I got a really tricky question that i want to determine formula for so that my mate can use it in a graphics transformation.
Background Context: I have 2 pairs of points:
Pair 1 - $(x_1,y_1), (x_2,y_2)$
Pair 2 - $(x_3,y_3), (x_4,y_4)$
Each pair belongs to a elipse and each pair is a point on the elipses circumference.
Elipse 1 - contains Pair 1
Elipse 2 - contains Pair 2
Both elipses have the same center.
Problem: What would be the formula (set of formulas) I need to be able to determine the center coordinates for both elipses?
My brain fried multiple times while I was trying to figure this out.
My first post so not sure what the correct tags should be here.
Unfortunately you don't have enough information to determine a unique center (in fact even if all of the four points were on the same ellipse you wouldn't have enough information to find the center - assuming you can have ellipses in any orientation).
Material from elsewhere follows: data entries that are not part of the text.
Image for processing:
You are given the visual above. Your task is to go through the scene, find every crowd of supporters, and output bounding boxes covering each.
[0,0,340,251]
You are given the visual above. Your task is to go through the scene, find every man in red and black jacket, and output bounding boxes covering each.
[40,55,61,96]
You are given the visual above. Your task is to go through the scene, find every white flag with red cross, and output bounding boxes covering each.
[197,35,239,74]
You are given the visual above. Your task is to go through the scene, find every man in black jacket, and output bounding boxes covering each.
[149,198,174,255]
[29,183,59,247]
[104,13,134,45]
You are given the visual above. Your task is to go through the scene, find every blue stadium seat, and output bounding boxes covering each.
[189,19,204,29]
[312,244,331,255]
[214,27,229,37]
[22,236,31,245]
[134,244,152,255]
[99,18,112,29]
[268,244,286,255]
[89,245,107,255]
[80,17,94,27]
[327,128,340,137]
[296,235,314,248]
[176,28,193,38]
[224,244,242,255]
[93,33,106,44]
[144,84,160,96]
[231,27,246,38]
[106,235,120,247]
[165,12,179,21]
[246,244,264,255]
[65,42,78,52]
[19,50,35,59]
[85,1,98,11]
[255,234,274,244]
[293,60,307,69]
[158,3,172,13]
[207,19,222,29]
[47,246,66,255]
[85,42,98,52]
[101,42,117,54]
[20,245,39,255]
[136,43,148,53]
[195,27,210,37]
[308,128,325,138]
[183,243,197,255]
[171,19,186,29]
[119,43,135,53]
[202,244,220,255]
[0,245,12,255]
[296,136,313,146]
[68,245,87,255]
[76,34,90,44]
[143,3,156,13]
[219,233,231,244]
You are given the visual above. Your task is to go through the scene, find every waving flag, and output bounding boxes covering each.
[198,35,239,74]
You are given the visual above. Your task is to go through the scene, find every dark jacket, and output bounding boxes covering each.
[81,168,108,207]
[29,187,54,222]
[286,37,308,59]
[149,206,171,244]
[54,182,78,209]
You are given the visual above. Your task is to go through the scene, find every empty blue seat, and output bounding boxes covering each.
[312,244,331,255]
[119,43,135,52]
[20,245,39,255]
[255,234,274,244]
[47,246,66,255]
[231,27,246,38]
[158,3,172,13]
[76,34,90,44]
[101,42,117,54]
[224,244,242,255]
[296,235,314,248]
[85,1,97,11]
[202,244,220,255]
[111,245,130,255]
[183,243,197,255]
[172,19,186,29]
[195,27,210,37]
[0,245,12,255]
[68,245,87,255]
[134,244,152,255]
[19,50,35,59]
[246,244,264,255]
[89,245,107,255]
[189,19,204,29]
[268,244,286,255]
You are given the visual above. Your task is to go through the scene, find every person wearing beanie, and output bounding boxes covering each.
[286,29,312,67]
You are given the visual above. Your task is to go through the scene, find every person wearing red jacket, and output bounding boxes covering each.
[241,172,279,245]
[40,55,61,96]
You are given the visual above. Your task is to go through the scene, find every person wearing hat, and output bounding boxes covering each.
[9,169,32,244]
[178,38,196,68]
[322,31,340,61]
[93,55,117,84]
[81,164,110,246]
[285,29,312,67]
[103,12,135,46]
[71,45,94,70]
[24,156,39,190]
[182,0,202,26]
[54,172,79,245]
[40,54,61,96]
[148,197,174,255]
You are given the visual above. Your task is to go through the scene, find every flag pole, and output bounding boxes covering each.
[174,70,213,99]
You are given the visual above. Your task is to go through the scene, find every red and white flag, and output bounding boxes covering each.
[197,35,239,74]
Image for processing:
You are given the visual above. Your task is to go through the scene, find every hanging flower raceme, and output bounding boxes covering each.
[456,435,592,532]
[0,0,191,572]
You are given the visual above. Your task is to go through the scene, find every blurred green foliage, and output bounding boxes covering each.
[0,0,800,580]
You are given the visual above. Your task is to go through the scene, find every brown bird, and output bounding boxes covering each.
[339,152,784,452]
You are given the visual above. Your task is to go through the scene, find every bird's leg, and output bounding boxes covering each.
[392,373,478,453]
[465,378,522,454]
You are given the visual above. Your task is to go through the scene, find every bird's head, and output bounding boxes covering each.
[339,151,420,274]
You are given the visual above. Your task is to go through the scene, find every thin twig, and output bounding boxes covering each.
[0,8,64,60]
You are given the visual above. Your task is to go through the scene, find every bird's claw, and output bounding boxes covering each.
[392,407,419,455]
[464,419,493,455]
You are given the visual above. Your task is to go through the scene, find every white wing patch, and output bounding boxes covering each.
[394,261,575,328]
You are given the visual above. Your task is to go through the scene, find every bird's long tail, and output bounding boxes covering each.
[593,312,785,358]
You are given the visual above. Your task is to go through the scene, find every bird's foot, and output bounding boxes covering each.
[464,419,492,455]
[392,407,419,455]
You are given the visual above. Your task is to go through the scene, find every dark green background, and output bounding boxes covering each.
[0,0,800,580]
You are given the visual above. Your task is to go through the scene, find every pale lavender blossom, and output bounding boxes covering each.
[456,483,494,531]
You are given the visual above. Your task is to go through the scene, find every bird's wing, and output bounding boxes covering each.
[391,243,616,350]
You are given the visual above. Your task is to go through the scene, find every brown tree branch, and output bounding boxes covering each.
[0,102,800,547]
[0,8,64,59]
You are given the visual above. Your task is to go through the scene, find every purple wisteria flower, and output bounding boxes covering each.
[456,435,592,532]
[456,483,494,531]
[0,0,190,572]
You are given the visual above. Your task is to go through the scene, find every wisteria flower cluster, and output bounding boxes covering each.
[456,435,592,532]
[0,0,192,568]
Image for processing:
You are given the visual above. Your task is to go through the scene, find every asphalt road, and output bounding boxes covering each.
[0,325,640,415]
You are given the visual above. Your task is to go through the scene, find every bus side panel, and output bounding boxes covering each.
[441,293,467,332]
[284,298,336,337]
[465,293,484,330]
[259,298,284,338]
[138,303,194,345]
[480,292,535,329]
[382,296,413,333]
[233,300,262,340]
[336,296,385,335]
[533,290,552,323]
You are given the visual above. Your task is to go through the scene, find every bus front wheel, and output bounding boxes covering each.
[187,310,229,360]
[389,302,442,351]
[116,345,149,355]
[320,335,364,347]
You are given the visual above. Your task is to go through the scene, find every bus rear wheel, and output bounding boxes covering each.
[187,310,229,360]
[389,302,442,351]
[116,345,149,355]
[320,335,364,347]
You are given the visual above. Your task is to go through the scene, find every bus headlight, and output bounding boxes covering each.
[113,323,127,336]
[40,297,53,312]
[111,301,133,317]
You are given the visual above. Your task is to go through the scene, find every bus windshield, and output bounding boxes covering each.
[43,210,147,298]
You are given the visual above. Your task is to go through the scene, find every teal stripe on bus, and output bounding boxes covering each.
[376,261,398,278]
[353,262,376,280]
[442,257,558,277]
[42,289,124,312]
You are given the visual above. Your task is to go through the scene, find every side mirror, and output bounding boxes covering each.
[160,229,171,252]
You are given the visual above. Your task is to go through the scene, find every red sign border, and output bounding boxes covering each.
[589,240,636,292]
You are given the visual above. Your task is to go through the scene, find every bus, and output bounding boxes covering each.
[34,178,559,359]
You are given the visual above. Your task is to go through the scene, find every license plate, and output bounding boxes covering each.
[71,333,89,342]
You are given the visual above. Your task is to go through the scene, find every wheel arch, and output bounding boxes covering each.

We will take the liberty of assuming an orientation - we take the axes of the ellipses parallel to the $x$ and $y$ axes. The general formula for an ellipse in this case is $\left(\dfrac{x-x_c}{a}\right)^2+\left(\dfrac{y-y_c}{b}\right)^2=1$ where $(x_c,y_c)$ is the coordinate of the center, and $a$ and $b$ are some real coefficients. With the information you are given, we still have six unknown variables only four equations (the unknown variables in the following are $a$, $b$, $f$, $g$, $x_c$, and $y_c$):
$$\left(\frac{x_1-x_c}{a}\right)^2+\left(\frac{y_1-y_c}{b}\right)^2=1$$ $$\left(\frac{x_2-x_c}{a}\right)^2+\left(\frac{y_2-y_c}{b}\right)^2=1$$ $$\left(\frac{x_3-x_c}{f}\right)^2+\left(\frac{y_3-y_c}{g}\right)^2=1$$ $$\left(\frac{x_4-x_c}{f}\right)^2+\left(\frac{y_4-y_c}{g}\right)^2=1$$
There are many solutions to this set of equations, and you will need some additional information in order to restrict to a unique solution. However, if you just need some solution, then you are in luck - you can take $(x_c,y_c)$ to be anything you want!